Trump devuelve el favor a Musk: La revolución de los coches autónomos se acelera en EEUU
La alianza entre Donald Trump y Elon Musk comienza a dar sus primeros frutos. El presidente electo planea una flexibilización histórica de las regulaciones para vehículos autónomos, catapultando las acciones de Tesla un 8% y marcando el inicio de una nueva era en la movilidad autónoma.
La medida, que será prioritaria para el Departamento de Transporte estadounidense, busca eliminar las restrictivas barreras actuales que limitan el despliegue masivo de vehículos sin volante ni pedales. Este cambio regulatorio podría transformar el panorama de la movilidad urbana, permitiendo que empresas como Tesla superen el actual límite de 2,500 vehículos autónomos anuales para alcanzar los 100,000.
El timing no podría ser más significativo: tras el decisivo apoyo de Musk a la campaña de Trump, esta reforma representa el primer dividendo político para el CEO de Tesla, cuyas acciones alcanzaron los 347.7 dólares por título ante las expectativas del mercado.

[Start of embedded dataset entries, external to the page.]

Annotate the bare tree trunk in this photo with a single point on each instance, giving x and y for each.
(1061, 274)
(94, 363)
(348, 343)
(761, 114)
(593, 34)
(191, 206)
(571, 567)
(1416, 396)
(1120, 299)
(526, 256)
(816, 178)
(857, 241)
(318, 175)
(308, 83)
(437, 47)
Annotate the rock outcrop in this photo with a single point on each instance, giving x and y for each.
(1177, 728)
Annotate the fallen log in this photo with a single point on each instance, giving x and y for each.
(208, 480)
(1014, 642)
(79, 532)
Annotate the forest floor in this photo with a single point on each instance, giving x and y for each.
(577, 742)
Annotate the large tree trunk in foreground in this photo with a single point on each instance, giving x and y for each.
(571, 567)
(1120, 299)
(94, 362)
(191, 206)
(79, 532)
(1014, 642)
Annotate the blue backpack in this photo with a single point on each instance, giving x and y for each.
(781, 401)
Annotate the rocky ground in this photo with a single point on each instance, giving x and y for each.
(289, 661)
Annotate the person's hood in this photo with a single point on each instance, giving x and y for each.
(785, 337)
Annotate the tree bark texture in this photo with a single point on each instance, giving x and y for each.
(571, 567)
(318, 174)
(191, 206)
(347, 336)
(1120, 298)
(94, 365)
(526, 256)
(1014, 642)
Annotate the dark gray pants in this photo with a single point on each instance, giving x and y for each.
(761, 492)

La iniciativa bipartidista en desarrollo no solo beneficiaría a Tesla; competidores como Waymo y Zoox también podrían capitalizar este nuevo marco regulatorio. Sin embargo, los escépticos recuerdan que Musk lleva una década prometiendo la autonomía total, proyectando ahora su logro para mediados de 2025 en Texas y California.

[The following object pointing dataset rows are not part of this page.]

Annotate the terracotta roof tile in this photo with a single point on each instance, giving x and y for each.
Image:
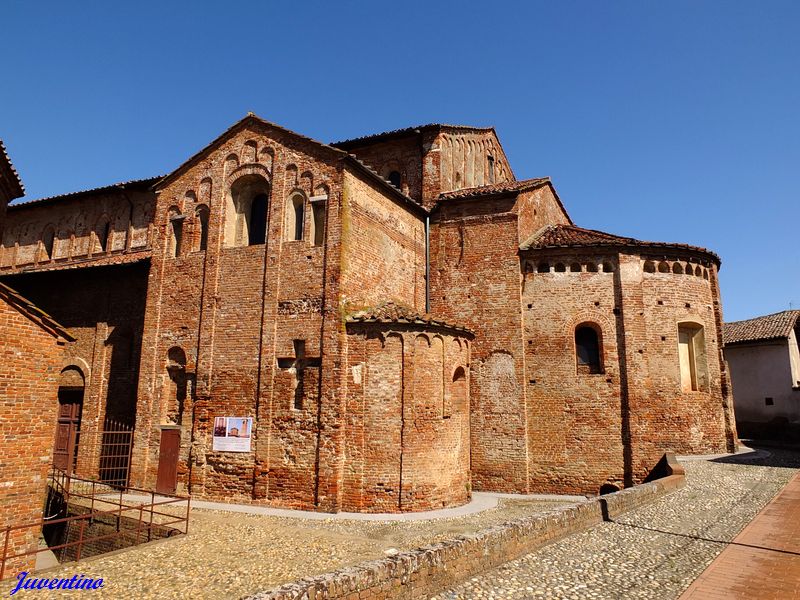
(34, 313)
(376, 137)
(570, 236)
(495, 189)
(393, 312)
(9, 174)
(83, 263)
(768, 327)
(142, 183)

Emil Michael, ex ejecutivo de Uber, emerge como potencial secretario de Transporte para liderar esta transformación regulatoria, señalando la determinación de la administración Trump por acelerar la adopción masiva de vehículos autónomos.
Esta medida podría marcar un punto de inflexión en la industria automotriz estadounidense, aunque el éxito dependerá de la capacidad de las empresas para cumplir sus promesas tecnológicas y de seguridad.